Does my mortgage company require RCV coverage?
Most conforming mortgages do. FHA, VA, Fannie Mae, Freddie Mac, and the majority of jumbo lenders write RCV into the insurance rider. Switching to ACV without lender approval triggers force-placed coverage at three to five times the original premium.
How is depreciation calculated on an ACV roof claim?
Depreciation is straight-line based on the material's assigned useful life. Three-tab asphalt depreciates over 20 years (5 percent per year); architectural laminate depreciates over 25 to 30 years (3.33 to 4 percent per year); metal depreciates over 40 to 50 years (2 to 2.5 percent per year). The adjuster applies the percentage to the replacement cost at inspection.
What is recoverable depreciation on an RCV claim?
Recoverable depreciation is the holdback amount the carrier withholds at the initial payout and releases when the work is verified complete. The homeowner receives the ACV portion first, then submits the final invoice and certificate of completion to release the depreciation holdback, typically within 14 to 45 days of submission.
Can I switch from ACV to RCV mid-policy?
Generally no. Coverage form changes happen at renewal, not mid-term. The carrier will re-underwrite the roof at the renewal cycle and either offer RCV if the roof condition supports it or maintain ACV. Roof age, recent inspection photos, and prior claims history all factor into the decision.

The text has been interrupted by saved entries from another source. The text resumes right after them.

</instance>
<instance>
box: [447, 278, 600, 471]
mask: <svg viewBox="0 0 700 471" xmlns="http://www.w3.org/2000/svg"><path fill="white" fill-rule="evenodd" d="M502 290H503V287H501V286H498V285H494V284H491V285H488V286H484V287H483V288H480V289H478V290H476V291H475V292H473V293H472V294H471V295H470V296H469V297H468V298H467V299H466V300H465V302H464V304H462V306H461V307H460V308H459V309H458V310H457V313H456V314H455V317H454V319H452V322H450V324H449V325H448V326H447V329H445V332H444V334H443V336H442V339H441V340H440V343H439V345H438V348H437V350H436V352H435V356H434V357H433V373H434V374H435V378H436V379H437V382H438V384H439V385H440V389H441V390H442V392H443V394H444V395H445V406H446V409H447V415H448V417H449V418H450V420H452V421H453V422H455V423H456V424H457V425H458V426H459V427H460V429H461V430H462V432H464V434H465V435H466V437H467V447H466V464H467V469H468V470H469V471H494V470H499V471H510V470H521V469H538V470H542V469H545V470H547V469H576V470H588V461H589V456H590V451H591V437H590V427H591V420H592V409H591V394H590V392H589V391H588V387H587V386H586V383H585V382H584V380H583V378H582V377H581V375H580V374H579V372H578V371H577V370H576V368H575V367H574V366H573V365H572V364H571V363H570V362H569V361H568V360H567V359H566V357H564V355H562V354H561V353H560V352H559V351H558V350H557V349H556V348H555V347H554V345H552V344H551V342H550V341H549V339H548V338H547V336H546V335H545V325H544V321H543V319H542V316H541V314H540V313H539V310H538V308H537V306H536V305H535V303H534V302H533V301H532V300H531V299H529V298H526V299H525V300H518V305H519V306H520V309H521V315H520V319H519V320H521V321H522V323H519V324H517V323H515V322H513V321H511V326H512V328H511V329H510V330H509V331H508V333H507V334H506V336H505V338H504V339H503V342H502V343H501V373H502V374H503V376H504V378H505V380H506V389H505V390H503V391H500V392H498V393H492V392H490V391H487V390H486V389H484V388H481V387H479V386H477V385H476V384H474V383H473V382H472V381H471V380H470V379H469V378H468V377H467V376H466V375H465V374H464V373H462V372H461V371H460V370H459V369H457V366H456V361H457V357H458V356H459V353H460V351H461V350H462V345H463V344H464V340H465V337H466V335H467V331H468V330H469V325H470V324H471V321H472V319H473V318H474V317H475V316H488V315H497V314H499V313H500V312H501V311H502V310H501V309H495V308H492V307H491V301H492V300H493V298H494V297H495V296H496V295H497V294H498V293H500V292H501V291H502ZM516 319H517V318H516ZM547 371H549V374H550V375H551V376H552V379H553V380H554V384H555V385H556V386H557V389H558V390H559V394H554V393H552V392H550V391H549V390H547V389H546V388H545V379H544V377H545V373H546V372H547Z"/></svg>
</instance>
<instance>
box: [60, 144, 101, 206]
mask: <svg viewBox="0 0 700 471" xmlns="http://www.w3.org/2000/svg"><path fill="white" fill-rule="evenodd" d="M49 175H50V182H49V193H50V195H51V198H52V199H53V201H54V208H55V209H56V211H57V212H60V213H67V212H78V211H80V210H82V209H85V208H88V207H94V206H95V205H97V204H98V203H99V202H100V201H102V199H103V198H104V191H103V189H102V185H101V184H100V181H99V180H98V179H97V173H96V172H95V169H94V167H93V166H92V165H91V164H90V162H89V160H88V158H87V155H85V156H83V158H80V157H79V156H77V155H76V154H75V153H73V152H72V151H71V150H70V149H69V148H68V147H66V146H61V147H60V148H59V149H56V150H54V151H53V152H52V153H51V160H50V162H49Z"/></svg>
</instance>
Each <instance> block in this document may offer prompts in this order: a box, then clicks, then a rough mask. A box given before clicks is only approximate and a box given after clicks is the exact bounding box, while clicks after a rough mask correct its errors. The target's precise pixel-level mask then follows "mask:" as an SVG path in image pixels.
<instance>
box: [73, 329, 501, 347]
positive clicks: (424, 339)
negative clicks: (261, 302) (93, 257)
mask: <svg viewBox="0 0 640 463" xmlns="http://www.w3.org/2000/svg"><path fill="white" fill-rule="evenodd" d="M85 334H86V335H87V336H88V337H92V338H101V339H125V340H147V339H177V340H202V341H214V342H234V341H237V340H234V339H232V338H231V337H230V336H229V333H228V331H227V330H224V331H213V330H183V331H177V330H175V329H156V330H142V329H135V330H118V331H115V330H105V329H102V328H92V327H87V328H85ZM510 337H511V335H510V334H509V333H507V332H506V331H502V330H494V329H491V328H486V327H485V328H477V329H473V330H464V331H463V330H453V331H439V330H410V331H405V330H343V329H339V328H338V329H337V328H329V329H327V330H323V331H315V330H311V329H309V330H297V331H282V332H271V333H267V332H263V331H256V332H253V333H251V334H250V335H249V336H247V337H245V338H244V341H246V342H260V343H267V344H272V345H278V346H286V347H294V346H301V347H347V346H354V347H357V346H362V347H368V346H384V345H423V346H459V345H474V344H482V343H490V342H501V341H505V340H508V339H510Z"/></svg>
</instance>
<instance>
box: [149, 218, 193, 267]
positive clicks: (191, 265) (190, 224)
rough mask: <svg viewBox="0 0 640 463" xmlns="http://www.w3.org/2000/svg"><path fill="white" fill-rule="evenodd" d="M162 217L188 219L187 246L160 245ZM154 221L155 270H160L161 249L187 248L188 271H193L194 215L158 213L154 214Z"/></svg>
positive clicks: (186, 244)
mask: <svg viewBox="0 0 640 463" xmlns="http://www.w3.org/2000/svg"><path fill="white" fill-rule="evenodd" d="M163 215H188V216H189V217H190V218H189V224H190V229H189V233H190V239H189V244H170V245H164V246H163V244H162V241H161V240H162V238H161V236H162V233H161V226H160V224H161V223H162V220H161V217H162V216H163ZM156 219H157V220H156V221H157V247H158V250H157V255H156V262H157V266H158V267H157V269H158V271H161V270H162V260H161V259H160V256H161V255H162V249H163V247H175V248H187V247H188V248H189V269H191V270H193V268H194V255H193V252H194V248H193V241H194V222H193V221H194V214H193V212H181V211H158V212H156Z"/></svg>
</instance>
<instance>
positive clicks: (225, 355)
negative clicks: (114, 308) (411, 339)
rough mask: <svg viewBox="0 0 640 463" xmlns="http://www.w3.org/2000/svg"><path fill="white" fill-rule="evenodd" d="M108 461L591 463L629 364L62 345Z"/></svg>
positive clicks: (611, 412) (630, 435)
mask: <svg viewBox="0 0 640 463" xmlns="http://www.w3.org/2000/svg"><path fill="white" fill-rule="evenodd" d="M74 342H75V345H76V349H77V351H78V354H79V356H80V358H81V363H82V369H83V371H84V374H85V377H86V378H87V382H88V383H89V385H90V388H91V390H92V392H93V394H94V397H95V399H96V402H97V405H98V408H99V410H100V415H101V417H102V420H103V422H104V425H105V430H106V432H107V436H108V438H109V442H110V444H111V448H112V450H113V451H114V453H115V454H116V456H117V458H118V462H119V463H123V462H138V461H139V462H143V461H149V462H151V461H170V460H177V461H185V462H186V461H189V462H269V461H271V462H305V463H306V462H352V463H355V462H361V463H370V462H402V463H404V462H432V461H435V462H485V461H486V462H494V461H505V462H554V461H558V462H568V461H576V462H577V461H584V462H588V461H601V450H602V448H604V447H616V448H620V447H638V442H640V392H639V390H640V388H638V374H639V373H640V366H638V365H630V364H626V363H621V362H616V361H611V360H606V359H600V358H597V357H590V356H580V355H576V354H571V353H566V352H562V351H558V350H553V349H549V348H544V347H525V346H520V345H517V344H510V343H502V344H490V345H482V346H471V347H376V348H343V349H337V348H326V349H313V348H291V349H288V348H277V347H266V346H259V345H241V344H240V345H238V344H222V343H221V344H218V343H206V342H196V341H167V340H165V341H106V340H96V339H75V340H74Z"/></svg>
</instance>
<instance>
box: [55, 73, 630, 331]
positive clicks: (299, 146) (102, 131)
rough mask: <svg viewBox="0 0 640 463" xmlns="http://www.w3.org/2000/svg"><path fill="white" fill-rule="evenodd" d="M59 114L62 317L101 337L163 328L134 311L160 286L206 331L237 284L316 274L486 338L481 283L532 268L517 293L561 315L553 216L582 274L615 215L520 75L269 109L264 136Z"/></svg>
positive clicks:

Does ACV or RCV affect my deductible?
The deductible applies to both forms identically. The deductible is taken from the payout before disbursement. The difference between ACV and RCV is the size of the gross payout, not the deductible mechanics. Wind and hail percentage deductibles (1 to 5 percent of Coverage A) apply equally.
What happens if my roof is too old for RCV?
Many carriers cap RCV underwriting at 15 to 17 years on asphalt and 20 to 25 years on metal or tile. Florida-domestic carriers often impose ACV-only schedules at 10 years on asphalt. The homeowner can shop the policy across multiple carriers; if no carrier will bind RCV, ACV becomes the only option until a planned roof replacement resets eligibility.
Will my premium go up if I switch from ACV to RCV?
Yes, typically 20 to 35 percent. On a $350,000 home in a Tier-2 hail state, the annual increase runs $400 to $1,000. In a hurricane state with windstorm pool exposure (Florida, coastal Louisiana, coastal Texas, coastal Carolinas), the increase can climb to $1,500 to $3,500 per year.
Does RCV cover code upgrades like IBHS Class 4 shingles?
Standard RCV does not, but most RCV policies include an Ordinance and Law endorsement (or Coverage D in some states) that pays the delta between the original assembly and current code requirements. The endorsement typically caps at 10 to 25 percent of Coverage A. IBHS Class 4 impact-rated shingles, peel-and-stick underlayment, and code-required drip edge are usually covered.